The simulation results are illustrated in Figure 12. For clear presentation, we use characters “N”, “F”, “Q”, and “V” to represent words “Not”, “Fairly”, “Quite”, and “Very”, respectively. The character “Cg” represents the word “Congested”. Thus “F Cg” means that the network is fairly congested, which corresponds to the second setup. As illustrated in Figure 12a, the benign periodic flow achieves its desired throughput in all four setups no matter whether AccFlow is applied or not. Furthermore, AccFlow also does not have any negative effect on the normal TCP flows, as illustrated in Figure 12b. The results indicate that AccFlow seamlessly coexists with benign flows, maintaining their performance without degradation. This successful coexistence can be attributed to the fundamental difference between benign periodic flows and attacking flows.

In benign periodic flows, the objective is not to overwhelm congested links, unlike attacking flows. Therefore, the network does not experience a high aggregate loss rate, and as a result, AccFlow does not implement its aggressive dropping policy. In situations where a legitimate bursty flow momentarily reaches a peak rate that might cause a high aggregate loss rate, triggering AccFlow to drop a few packets, the adverse impact does not propagate. Legitimate flows naturally adjust by entering retransmission timeouts after encountering packet losses. Consequently, the network becomes less congested, and the aggregate loss rate falls below the threshold $T{h}_1$.

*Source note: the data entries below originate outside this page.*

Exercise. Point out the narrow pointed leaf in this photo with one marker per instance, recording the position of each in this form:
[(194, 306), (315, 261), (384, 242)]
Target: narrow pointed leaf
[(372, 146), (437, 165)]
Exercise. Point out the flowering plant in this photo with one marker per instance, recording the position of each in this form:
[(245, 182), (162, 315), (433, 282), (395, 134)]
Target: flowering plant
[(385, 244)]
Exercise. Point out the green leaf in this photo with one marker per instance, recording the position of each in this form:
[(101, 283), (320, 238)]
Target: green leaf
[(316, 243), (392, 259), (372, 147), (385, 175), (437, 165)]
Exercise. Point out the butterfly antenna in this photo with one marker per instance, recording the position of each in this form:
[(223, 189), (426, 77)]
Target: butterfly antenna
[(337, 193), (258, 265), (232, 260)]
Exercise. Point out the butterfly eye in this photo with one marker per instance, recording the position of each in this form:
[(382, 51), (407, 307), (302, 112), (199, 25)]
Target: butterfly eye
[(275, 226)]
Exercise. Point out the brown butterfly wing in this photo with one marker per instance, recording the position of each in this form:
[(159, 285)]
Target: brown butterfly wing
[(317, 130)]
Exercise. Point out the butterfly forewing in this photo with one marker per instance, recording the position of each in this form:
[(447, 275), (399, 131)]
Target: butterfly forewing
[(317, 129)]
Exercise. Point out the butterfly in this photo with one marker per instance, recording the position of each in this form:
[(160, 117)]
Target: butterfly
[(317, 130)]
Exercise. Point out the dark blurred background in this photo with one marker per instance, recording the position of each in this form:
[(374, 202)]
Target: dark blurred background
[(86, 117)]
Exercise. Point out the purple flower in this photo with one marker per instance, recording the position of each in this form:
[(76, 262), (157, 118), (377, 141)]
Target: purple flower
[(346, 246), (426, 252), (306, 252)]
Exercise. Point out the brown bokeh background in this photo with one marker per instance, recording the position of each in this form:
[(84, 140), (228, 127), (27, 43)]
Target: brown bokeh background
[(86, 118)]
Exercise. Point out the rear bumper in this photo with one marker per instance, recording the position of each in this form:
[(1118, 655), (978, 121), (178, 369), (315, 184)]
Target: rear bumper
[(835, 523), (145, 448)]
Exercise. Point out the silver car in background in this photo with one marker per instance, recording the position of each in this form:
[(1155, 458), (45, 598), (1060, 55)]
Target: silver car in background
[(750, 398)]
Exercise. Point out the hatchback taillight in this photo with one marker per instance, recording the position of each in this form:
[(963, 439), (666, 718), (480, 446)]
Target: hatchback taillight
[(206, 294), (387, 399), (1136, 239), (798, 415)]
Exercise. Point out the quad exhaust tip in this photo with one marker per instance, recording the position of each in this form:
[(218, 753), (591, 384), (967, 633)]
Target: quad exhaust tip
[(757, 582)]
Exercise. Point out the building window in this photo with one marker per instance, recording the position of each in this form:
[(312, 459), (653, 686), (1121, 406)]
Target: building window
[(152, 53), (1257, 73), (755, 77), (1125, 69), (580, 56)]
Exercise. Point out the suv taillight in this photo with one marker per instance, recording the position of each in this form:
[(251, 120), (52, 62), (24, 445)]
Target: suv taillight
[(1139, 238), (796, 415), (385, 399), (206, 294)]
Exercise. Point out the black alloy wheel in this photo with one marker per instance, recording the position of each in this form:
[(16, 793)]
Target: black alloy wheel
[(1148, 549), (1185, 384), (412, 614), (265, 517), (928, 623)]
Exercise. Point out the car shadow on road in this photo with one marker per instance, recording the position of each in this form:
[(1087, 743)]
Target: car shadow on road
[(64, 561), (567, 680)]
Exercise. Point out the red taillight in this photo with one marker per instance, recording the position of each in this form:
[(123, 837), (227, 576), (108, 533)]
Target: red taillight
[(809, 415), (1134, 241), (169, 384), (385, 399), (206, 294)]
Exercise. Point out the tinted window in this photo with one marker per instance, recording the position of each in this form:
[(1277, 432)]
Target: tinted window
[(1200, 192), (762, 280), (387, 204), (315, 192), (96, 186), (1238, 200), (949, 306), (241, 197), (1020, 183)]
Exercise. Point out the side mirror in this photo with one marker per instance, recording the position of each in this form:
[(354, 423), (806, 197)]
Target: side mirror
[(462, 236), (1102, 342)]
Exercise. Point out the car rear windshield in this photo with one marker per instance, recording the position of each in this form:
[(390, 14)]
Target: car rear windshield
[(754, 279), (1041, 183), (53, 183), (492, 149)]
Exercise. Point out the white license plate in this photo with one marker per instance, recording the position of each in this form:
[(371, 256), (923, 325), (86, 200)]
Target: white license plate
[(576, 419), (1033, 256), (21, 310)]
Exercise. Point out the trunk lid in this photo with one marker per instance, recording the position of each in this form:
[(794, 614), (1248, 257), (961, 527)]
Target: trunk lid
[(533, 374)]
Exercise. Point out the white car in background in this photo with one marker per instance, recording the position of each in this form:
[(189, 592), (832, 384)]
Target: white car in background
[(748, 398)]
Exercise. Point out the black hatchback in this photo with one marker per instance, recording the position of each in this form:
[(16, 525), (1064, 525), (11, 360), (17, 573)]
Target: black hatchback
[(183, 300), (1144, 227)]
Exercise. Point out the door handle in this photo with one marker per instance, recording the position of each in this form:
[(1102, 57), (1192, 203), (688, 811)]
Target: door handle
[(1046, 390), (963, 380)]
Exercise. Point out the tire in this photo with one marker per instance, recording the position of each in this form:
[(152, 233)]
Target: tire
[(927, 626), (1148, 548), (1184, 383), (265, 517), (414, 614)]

5.4. General (D)DoS Attack

Although AccFlow is primarily designed to address low-rate TCP DoS attacks, it also serves as a defense mechanism against general DoS attacks. The distinction between low-rate TCP DoS attacks and general DoS attacks lies in their respective methods of operation. The former relies on the TCP retransmission timeout mechanism to launch attacks, whereas the latter disrupts legitimate users’ services by inundating the network with a high volume of traffic.

As previously mentioned, the central concept behind AccFlow is to hold attacking flows accountable for network congestion by promptly dropping their packets based on their loss rates. Consequently, any attacking flows that contribute to congestion are unable to disrupt legitimate flows by excessively utilizing network resources.

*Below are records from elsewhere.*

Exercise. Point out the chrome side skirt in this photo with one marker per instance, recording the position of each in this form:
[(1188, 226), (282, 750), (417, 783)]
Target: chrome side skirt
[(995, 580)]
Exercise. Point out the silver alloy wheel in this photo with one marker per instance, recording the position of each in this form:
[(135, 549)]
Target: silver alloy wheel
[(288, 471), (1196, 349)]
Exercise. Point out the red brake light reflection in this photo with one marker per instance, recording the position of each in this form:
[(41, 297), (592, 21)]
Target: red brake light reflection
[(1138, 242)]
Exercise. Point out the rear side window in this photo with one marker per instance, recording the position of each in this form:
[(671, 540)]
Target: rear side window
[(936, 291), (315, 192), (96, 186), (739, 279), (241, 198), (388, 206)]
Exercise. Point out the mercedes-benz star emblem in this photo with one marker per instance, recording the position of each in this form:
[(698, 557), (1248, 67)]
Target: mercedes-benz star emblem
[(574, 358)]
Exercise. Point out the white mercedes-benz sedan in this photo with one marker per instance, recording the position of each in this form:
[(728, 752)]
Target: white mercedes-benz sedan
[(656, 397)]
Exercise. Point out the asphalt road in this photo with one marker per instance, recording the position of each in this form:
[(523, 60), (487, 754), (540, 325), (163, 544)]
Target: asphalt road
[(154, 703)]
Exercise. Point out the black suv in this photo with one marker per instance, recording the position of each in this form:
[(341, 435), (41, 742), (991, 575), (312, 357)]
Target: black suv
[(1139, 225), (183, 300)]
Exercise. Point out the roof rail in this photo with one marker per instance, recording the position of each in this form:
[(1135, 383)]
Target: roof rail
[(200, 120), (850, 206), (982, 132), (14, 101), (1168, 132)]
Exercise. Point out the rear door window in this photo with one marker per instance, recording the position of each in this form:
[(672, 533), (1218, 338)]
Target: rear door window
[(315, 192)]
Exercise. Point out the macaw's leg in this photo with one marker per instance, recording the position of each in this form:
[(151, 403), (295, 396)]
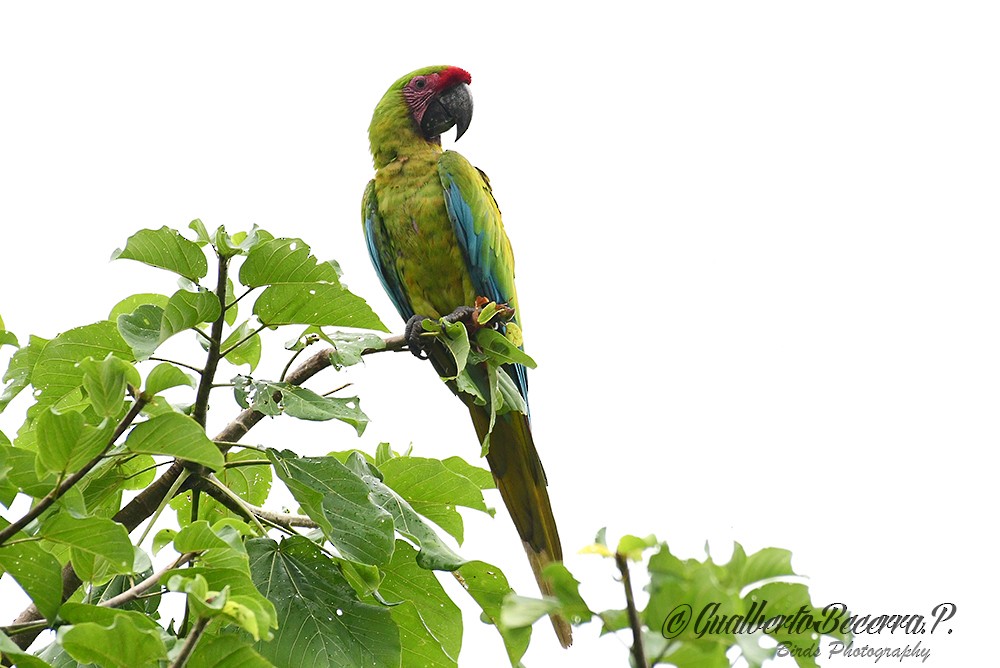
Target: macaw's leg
[(414, 328)]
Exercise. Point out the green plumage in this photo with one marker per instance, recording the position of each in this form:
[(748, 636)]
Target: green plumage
[(436, 239)]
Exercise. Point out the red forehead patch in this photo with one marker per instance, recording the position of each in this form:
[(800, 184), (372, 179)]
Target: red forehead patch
[(452, 76)]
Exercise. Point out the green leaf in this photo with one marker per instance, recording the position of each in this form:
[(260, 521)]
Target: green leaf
[(500, 350), (130, 304), (522, 611), (57, 371), (434, 553), (106, 382), (18, 373), (248, 352), (272, 398), (488, 587), (66, 443), (226, 651), (149, 326), (279, 261), (175, 435), (322, 622), (434, 490), (37, 571), (96, 545), (141, 329), (632, 547), (566, 590), (120, 645), (250, 483), (430, 624), (337, 499), (164, 376), (320, 304), (348, 347), (167, 249), (19, 656), (187, 309)]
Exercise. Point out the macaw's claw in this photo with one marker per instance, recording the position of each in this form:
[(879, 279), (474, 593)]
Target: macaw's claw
[(414, 328), (463, 314)]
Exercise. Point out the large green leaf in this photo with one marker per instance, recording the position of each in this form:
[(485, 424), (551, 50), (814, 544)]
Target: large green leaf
[(97, 546), (149, 325), (226, 651), (434, 490), (20, 657), (18, 373), (123, 644), (430, 624), (337, 499), (321, 620), (488, 587), (320, 304), (66, 443), (434, 552), (175, 435), (57, 371), (37, 571), (250, 483), (272, 398), (285, 261), (167, 249)]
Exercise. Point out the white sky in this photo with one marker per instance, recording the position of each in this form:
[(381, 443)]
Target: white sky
[(756, 255)]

In fact, the effectiveness of AccFlow against general DoS attacks stems from our deliberate decision not to rely on the periodic nature of low-rate TCP DoS attacking flows when designing the algorithm.

To test the effectiveness of AccFlow when the network is faced with general DoS attacks, we use similar simulation settings listed in Table 1 except that the attackers consistently generate traffic without pause. As illustrated in Figure 13, AccFlow can effectively defend against the general DoS attacks. Furthermore, AccFlow also has a quick convergence time under such attacks, which is in the order of tens of seconds.

6. Conclusions

In recent years, the defense against low-rate TCP DoS attacks in SDN has garnered significant attention from researchers. However, the application of such defenses to drones has not been a focal point of research, and there are currently no related studies. This paper introduces AccFlow, an incrementally deployable SDN-based protocol, designed to counter both low-rate TCP DoS attacks and general DoS attacks in the context of drones. Consistent with previous studies of defending DDoS attacks where they propose an SDN-assisted DDoS attack defense method [35,36] and the DDoS Attack Detection System using Apache Spark [37], we concentrate on defending low-rate TCP DoS attacks on drones and still demonstrated effectiveness for normal DDoS. We deploy AccFlow on the SDN-centralized controller and use Aggressive Detection and Early Drop to protect the network when attackers try to evade detection by varying their attacking strategies. The main idea of AccFlow is to make the attacking flows accountable. Through substantial amounts of simulations in each setup, we demonstrate that AccFlow, which does not cause any performance degradation to benign flows, can effectively defend against both the low-rate TCP DoS attacks and the general DoS attacks even if attackers are able to vary their strategies.